| 紙面を読んで From Ombudsman | 543号 |

大田原 邦彦
「『日々の新聞』を読んでの感想を書いてみませんか」とのお電話を頂いた。これまでに、届いている「日々の新聞」を読み返してみた。ふと気づいた。子ども達の話題・記事がほとんどない。なぜだ。
主たる読者が大人だから子ども達の話題がないのか。子どもに関連する職種の方々がいないのか。読者に子を親類に持つ方々がいないから子どもに関する記事がないのか。いわき市民は子ども達に興味関心がないのか。いや、「子ども」は誰にとってもとても身近な存在のはず。政治家の方々からは時々「子どもの案件は票にならないから」との言葉を耳にすることがある。では、新聞紙面で目にすることが少ないのはなぜなのだろうか。一般紙や報道メディアで交通事故等により死傷した時は大々的に報じられるが、子どもの未来が危ぶまれている事について新聞で報じられることは少ないように思われる。

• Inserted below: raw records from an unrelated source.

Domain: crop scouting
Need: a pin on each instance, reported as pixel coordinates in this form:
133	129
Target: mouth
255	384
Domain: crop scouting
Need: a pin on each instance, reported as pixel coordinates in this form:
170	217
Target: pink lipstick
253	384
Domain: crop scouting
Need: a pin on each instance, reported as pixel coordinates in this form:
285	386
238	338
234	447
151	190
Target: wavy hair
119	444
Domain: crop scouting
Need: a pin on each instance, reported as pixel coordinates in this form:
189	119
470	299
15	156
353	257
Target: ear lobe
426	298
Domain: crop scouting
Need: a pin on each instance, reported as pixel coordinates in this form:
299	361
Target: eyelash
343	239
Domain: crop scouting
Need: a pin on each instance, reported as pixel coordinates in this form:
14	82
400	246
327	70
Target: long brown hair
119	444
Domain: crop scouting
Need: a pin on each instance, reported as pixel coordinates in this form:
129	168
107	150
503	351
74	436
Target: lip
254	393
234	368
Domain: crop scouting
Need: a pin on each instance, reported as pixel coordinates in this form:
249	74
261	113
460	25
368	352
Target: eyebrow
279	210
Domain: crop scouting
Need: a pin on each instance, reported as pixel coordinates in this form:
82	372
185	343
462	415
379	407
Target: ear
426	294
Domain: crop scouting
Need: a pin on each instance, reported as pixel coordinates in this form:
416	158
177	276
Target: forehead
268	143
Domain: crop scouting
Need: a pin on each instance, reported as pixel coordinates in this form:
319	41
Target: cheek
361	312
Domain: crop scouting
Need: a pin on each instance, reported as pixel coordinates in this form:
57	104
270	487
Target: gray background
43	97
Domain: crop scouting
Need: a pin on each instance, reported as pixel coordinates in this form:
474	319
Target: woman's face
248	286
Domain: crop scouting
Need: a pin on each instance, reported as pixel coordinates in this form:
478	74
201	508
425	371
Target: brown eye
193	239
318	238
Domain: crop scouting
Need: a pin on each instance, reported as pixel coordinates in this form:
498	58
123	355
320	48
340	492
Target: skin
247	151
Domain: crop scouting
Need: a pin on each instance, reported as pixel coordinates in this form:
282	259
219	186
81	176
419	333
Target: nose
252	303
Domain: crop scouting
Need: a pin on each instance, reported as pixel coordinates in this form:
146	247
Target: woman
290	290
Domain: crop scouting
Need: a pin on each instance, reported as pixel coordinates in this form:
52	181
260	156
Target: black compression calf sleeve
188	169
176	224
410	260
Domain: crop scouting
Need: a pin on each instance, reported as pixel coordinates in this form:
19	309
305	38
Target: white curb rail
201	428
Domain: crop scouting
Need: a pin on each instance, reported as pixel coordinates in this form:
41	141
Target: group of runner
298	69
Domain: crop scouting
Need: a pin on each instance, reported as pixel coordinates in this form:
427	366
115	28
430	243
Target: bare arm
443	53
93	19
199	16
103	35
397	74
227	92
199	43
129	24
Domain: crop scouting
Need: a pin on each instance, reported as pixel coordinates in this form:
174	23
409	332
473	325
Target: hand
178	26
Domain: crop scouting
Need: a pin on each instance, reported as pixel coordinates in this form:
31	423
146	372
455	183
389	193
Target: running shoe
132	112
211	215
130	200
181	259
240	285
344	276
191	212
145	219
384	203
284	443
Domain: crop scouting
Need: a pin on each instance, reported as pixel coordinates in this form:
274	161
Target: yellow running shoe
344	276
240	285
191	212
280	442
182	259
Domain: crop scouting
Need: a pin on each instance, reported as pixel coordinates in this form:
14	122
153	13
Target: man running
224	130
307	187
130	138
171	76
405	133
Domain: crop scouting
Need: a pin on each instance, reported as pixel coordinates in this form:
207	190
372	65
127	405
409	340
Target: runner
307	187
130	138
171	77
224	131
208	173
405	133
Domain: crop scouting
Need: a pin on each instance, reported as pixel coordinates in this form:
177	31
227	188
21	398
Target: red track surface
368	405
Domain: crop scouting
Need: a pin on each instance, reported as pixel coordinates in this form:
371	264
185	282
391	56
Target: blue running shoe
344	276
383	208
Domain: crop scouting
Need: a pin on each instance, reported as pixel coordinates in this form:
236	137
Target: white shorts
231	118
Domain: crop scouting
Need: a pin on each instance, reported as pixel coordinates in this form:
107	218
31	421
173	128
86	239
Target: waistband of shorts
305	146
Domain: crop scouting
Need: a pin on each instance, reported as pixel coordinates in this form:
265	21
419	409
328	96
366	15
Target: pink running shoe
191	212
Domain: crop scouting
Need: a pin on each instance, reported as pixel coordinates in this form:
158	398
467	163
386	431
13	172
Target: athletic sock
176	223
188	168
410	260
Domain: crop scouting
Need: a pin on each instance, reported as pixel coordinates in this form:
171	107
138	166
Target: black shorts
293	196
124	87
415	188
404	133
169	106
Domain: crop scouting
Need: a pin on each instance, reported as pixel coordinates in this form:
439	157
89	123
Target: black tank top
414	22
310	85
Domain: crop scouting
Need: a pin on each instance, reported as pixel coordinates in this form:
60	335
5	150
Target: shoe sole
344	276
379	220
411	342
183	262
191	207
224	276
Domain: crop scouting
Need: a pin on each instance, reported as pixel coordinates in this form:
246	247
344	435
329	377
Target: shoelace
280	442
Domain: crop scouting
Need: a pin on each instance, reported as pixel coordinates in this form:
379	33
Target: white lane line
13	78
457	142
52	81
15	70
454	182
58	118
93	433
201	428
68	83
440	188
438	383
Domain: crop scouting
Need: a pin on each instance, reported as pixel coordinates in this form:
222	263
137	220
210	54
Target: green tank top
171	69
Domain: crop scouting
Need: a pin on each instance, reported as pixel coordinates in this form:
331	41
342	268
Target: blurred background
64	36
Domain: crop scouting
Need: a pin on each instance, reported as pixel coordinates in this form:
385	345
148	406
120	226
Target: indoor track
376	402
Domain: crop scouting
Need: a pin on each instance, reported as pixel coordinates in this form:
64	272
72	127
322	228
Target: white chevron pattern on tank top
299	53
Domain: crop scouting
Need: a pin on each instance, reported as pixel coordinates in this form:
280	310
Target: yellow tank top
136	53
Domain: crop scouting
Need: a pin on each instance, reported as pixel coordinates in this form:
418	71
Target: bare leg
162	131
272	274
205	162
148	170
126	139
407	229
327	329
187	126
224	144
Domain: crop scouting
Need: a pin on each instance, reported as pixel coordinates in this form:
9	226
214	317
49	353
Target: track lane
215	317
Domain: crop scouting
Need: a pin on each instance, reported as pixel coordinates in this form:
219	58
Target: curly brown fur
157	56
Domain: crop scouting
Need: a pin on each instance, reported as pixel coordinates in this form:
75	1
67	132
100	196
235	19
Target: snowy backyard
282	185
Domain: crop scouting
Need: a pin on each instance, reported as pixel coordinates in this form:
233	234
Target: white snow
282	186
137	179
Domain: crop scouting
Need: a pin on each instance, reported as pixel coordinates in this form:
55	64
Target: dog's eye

今、小学六年生、五年生の子を持つ保護者にとっては、悩んでも悩んでも糸口が見つからない難題がある。今日もある保護者より「情報が足りなすぎます。どうしていいかわかりません」との相談を受けた。紙面ではほとんど報じられることがない問題がある。中には「知りませんでした」との言葉も。
いわき市では、文部科学省からの命のもと令和9年4月より中学校の部活動の週末(土日祝祭日)の活動は地域に移行されることとなった。令和10年、11年、12年頃には完全移行される予定である。しかし、指導者の不足、どの様な団体が受け入れ、引き継がれるのかは未定な状態である。廃部は野球やサッカーの体育会系だけではなく、吹奏楽や美術、書道など文科系も全てである。
学校は、学習するだけの場になるのだろうか。放課後の中学生の居場所はどうなるのか。いわきの未来を担う子ども達はどうなるのか。文化やスポーツは次世代へどの様に伝承されていくのだろうか。いわき市役所からの明確な回答は無い。いや、市役所だけに丸投げでいいのだろうか。